Конвей посмотрел на Барнарда с одобрением, и с укоризной — на Маллинсона, и тут вдруг четко осознал, что все они тут разыгрывают на огромной сцене спектакль, замысел которого известен только ему одному. И от невозможности высказаться, Конвеем овладело внезапное желание уединиться. Он раскланялся и вышел во двор. При виде Каракала сомнения развеялись, а чувство вины перед тремя товарищами по несчастью уступило место мистической готовности восприять новый неизведанный мир, о существовании которого те и не догадывались. Настал момент, понял Конвей, когда из-за странности происходящего уже почти ничто не могло вызвать удивления. Оставалось принять все как есть, чтобы не терзать себя самого и остальных. Вот к какому выводу Конвей пришел здесь, в Шангри-ла, и ему вспомнилось, что на фронте он научился с таким же хладнокровием воспринимать куда менее приятную действительность.
Хладнокровие было необходимо хотя бы для того, чтобы приспособиться к двойной жизни, которую ему теперь приходилось вести. Со своими спутниками, оторванными от родины, он жил отныне в ожидании носильщиков и возвращения в Индию.

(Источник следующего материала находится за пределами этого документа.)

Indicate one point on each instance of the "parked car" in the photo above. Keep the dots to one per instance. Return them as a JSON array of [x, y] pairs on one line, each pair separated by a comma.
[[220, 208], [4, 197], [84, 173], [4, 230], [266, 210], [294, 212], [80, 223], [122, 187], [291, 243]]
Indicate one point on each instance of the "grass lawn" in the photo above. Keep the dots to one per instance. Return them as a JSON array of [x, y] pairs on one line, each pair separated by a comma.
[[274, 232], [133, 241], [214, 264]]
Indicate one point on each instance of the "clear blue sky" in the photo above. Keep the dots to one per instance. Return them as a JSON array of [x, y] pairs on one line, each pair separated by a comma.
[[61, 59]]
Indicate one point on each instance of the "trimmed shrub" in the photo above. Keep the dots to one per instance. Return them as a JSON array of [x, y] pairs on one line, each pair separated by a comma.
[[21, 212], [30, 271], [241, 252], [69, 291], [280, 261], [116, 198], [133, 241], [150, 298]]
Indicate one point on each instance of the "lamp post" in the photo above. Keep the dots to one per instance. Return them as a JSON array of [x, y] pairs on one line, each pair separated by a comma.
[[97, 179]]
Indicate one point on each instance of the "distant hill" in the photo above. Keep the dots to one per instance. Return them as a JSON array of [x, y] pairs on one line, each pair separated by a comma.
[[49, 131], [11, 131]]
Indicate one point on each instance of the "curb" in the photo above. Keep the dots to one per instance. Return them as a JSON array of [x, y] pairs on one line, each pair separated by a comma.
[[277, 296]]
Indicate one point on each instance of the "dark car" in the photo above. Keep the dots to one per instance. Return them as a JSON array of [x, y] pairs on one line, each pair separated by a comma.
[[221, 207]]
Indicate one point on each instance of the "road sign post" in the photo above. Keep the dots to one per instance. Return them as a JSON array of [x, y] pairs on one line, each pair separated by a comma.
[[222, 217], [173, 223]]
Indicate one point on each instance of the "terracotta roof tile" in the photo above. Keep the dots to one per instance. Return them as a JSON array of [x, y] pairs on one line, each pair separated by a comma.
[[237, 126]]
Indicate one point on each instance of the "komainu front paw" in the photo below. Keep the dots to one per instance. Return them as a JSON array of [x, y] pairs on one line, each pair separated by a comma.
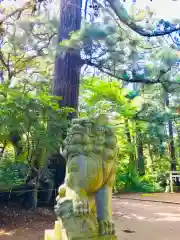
[[81, 207], [106, 227]]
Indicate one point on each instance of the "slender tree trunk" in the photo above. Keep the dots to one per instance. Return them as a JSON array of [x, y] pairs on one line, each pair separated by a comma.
[[68, 65], [132, 162], [140, 153], [171, 137], [139, 142]]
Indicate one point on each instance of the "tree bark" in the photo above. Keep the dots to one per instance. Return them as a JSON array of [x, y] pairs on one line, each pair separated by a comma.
[[171, 137], [132, 162], [68, 64]]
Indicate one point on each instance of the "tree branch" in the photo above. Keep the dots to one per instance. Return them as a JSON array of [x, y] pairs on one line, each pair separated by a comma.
[[18, 10], [124, 17], [130, 80]]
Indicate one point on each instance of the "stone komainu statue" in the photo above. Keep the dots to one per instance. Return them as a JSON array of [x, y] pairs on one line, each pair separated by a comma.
[[84, 203]]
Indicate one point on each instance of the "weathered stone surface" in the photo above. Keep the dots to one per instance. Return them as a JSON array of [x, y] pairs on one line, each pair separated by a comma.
[[84, 203]]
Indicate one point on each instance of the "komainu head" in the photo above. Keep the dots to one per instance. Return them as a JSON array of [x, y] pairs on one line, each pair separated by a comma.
[[89, 136]]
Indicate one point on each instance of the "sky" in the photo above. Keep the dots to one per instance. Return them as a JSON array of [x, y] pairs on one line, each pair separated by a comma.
[[165, 9]]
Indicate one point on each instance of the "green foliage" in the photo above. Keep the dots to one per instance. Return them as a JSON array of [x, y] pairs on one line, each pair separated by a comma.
[[12, 174], [126, 183], [38, 121]]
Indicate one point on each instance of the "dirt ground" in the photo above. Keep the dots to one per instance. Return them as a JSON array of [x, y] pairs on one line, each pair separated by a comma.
[[136, 217]]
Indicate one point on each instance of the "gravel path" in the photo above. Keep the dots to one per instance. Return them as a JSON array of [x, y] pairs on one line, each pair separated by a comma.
[[134, 219]]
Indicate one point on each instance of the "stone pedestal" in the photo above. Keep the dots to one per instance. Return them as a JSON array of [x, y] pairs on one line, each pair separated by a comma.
[[60, 233]]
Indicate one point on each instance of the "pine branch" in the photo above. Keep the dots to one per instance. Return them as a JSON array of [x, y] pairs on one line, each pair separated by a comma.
[[130, 80], [123, 16]]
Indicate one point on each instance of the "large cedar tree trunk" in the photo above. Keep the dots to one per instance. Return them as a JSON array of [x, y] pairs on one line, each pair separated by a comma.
[[68, 65]]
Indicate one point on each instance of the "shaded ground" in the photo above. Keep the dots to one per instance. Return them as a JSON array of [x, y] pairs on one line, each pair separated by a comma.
[[134, 219]]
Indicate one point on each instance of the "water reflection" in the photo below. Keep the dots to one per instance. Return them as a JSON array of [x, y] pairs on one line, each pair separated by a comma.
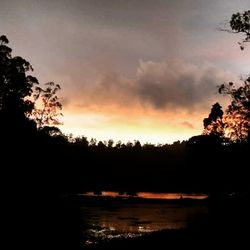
[[119, 218], [148, 195]]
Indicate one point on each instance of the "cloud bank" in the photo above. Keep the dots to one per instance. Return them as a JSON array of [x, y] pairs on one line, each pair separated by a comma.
[[159, 86]]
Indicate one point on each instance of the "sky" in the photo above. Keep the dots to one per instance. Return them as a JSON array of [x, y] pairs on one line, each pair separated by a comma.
[[145, 70]]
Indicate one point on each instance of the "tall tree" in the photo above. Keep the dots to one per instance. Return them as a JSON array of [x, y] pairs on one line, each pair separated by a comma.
[[48, 107], [240, 23], [213, 124], [237, 117], [22, 102], [15, 88]]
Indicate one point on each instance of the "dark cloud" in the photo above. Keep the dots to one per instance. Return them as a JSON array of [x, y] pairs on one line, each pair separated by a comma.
[[161, 86], [187, 125]]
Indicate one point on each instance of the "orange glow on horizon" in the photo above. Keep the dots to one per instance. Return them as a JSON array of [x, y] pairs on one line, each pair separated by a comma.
[[147, 126], [150, 195]]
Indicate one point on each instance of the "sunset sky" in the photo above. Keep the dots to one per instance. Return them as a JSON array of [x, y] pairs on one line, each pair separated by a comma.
[[129, 69]]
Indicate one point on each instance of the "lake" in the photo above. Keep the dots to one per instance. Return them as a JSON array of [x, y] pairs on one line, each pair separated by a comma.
[[109, 216]]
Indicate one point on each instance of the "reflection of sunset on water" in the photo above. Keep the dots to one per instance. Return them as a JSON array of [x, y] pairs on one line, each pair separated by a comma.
[[149, 195]]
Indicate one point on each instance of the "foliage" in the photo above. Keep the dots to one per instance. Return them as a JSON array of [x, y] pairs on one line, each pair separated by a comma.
[[21, 99], [240, 23], [15, 84], [213, 125], [237, 117], [47, 111]]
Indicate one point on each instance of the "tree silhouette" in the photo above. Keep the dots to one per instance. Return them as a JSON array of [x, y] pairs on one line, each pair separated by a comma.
[[235, 123], [237, 117], [15, 88], [213, 125], [22, 102], [240, 23], [48, 107]]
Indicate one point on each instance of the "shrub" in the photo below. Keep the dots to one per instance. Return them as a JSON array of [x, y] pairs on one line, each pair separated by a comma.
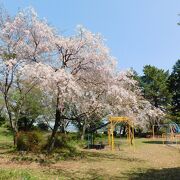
[[29, 141]]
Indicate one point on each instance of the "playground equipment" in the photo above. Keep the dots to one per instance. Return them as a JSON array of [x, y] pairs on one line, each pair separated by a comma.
[[112, 121], [91, 137], [130, 133], [172, 132]]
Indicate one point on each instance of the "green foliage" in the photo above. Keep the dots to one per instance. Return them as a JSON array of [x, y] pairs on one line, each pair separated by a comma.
[[174, 87], [29, 141], [154, 83], [16, 174], [42, 126]]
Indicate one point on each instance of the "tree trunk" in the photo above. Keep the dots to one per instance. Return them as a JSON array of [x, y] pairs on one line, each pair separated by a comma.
[[54, 131], [83, 131]]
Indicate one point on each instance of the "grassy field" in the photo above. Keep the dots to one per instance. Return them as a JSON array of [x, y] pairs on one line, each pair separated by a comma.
[[148, 160]]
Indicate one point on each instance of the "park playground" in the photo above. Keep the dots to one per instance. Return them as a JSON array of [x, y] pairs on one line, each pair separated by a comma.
[[146, 158]]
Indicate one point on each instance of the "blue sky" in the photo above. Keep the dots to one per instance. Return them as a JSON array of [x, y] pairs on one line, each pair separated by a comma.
[[138, 32]]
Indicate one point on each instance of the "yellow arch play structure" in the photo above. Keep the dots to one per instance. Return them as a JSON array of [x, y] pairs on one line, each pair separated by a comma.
[[112, 122]]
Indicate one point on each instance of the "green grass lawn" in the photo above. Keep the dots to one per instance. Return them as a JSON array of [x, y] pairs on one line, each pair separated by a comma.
[[150, 159]]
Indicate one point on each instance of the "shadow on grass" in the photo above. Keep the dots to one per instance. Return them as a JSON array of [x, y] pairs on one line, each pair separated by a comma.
[[160, 174], [153, 142], [97, 156]]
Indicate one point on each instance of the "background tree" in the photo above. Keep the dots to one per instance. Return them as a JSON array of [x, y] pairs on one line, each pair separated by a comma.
[[154, 85], [174, 88]]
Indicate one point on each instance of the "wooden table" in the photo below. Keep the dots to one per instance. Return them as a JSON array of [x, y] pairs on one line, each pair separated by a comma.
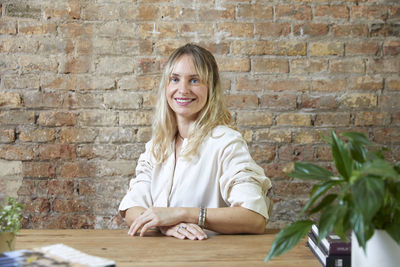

Но как только оставался один, горизонты раздвигались подобно занавесу, время растягивалось, пространство сжималось, и само название «Голубая луна» приобретало символический смысл, будто призрачное будущее и в самом деле могло наступить только по какой-то случайности, если повезет [29] .
29
Игра слов: английское выражение «once in a blue moon» означает «очень редко» или «почти никогда».
Иногда Конвей пытался осмыслить, какая же из этих двух жизней более реальна. И ему снова вспоминалась война — во время сильных артобстрелов он испытывал вот такое же успокаивающее чувство: что у него много жизней, и смерть может отнять только одну из них.
Разумеется, Чанг разговаривал с ним теперь совершенно откровенно, и они подолгу беседовали о правилах и порядках монастыря. Конвей узнал, что в первые пять лет будет вести обычный образ жизни, — это необходимо, пояснил Чанг, чтобы организм привык к высоте и чтобы освободить душу и память от сожалений о прошлом.
— Вы, значит, уверены, что через пять лет от человеческих привязанностей не остается и следа?
— След остается, но только в виде грустных и сладостных воспоминаний.
После пяти лет испытательного срока, продолжал объяснять Чанг, начинается процесс замедленного старения, и если он будет протекать успешно, Конвею обеспечены примерно полвека жизни в возрасте около сорока лет — отличная пора жизни, в самый раз, чтобы законсервироваться.
— А как этот процесс происходил в вашем случае? — поинтересовался Конвей.